SUMMARY OF THE INVENTION

[0012] An optical filtering assembly used in temperature compensated 3-port filtering or isolating packages is described. The optical path is comprised of two (input and reflective) optical glass fibers inserted into dual-capillary glass ferrule to produce a fiber-ferrule sub-assembly, a collimating (GRIN or aspheric) lens, a spectral shaping glass filter and an output collimating assembly. The lens collimates the light emitted from the input optical fiber into parallel rays, which hit the filter. The filter splits the collimated light into two beams. The transmitted beam is spectrally modified by the filter, and couples into the output collimating assembly. The second beam is reflected from the filter through the lens into the adjacent (reflective) optical fiber. The optical components are assembled and aligned so that the transmitted and reflected light beams are collimated and their insertion losses (IL) are minimized.

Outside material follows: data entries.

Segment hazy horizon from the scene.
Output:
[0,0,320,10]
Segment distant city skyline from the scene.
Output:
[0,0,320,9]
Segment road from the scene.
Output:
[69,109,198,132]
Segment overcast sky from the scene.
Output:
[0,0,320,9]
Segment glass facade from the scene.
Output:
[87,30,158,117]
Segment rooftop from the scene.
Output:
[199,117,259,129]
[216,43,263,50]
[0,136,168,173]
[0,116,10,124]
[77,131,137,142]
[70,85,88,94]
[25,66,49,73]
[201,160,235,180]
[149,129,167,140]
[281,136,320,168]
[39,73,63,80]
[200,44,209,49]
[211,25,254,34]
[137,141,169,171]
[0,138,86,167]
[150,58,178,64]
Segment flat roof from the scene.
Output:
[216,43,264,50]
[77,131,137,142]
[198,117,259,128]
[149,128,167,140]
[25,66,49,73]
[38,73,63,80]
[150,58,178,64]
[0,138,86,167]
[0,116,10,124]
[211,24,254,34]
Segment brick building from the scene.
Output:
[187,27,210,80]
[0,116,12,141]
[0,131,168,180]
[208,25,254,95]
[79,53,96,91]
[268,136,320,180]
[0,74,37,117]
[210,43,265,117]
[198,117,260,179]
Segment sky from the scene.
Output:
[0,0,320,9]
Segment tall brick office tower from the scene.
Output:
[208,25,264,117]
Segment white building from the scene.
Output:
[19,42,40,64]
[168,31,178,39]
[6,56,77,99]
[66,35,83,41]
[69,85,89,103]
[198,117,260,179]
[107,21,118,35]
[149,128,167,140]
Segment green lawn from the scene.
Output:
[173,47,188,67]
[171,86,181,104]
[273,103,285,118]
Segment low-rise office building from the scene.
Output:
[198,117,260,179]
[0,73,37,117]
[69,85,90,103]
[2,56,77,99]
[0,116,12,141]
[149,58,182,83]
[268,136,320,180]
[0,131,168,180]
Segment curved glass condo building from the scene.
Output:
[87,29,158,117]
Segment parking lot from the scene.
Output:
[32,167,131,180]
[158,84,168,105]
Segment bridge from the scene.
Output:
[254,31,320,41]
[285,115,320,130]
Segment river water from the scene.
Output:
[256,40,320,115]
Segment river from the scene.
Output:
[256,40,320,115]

[0013] An alternative embodiment of an optical temperature compensated 3-port filtering is also described. The optical path is comprised of three sub-assemblies. The first subassembly includes input and output glass fibers inserted into a dual-capillary glass ferrule. The second one includes a transmissive optical glass fiber inserted into a single-capillary glass ferrule. The third sub-assembly includes sequentially positioned first collimating lens, filter, and second collimating lens, all of which are telescopically embedded into a thermally and structurally matched insulating and protective glass tube (enclosure). In the case of a prismatic glass filter, the third subassembly includes a filter block. The block is formed by sequentially positioning and bonding of a first glass disc, glass filter and a second glass disc. All filter block bonds are butt joints. A thermally and/or UV curable adhesive with low moisture diffusivity is used. The polished facets of the first, second and third sub-assemblies are matching.

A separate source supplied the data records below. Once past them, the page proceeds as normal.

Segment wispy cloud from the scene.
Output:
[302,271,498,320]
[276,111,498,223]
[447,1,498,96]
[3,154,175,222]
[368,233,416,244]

[0014] The first lens collimates the light emitted from the input optical fiber into parallel rays, which hit the filter block The filter splits the collimated light into two beams. The transmitted beam is spectrally modified by the filter, and couples into the second lens and then into the transmissive fiber. The second beam is reflected from the filter through the first lens into the adjacent (reflective) optical fiber. The optical components are assembled and aligned so that the transmitted and reflected light beams are collimated and their insertion losses (IL) are minimized.

BRIEF DESCRIPTION OF THE DRAWINGS

[0015] The aforementioned objects and advantages of the present invention, as well as additional objects and advantages thereof, will be more fully understood hereinafter as a result of a detailed description of a preferred embodiment when taken in conjunction with the following drawings in which:

[0016] FIG. 1 is a cross-sectional side view of the first embodiment of the invention;

[0017] FIG. 2 is a cross-sectional side view of the second embodiment of the invention; and

[0018] FIG. 3 is a three-dimensional view of the filter and collimating lenses used in the second embodiment of FIG. 2.

DETAILED DESCRIPTION OF PREFERRED EMBODIMENTS

[0019] As shown in FIG. 1 of a first embodiment of the invention, the optical filtering assembly includes two aligned and bonded parts. The first part is the fiber-ferrule telescopically embedded into the thermally and structurally matched insulating and protective glass tube (enclosure). The second part is the lens with the pre-assembled filter that is also telescopically embedded into the thermally and structurally matched insulating and protective glass tube (enclosure). The protective tubes used in both parts, therefore, made from the identical glass material. A thermally and/or UV curable adhesive with low moisture diffusivity is used in these telescopic joints. The preassembled parts are then aligned to optimize both the insertion losses (IL) in the transmitted and reflected light beams. To retain the achieved alignment, the butt adhesive joint is formed at the end-faces of the parts. To minimize the thermal excursion and re-positioning of the optical components in this joint, the adhesive is applied to form a thin ring layer which is symmetrical about the optical axes of the package. In addition to this, the width of the ring layer is limited to cover the end-face of the glass tube. To provide the full a thermalization of the assembly, all components, including the filter substrate, are made from well thermally matched glasses and a thermally and/or UV curable adhesive with low moisture diffusivity are used in all joints. As shown in FIGS. 2 and 3, the optical filtering assembly of a second embodiment of the invention includes three aligned and bonded sub-assemblies: A dual-fiber ferrule, a single-fiber ferrule, and a collimating and filtering system. These three pre-assembled parts are then aligned to optimize both the insertion losses (IL) in the transmitted and reflected light beams. To retain the achieved alignment, a butt adhesive joint is formed at the end-faces of the parts. To minimize the thermal excursion and re-polishing of the optical components in this joint, the adhesive is applied to form a thin ring layer, which is symmetrical about the optical axes of the package. In addition, the width of the ring layer is limited to cover the end-face of the glass tube. To provide almost full a-thermalization of the assembly, the glass of ferrules and discs and the glass of the protective tube have to be well thermally matched. A thermally and/or UV curable adhesive with low moisture diffusivity are used in these butt joints.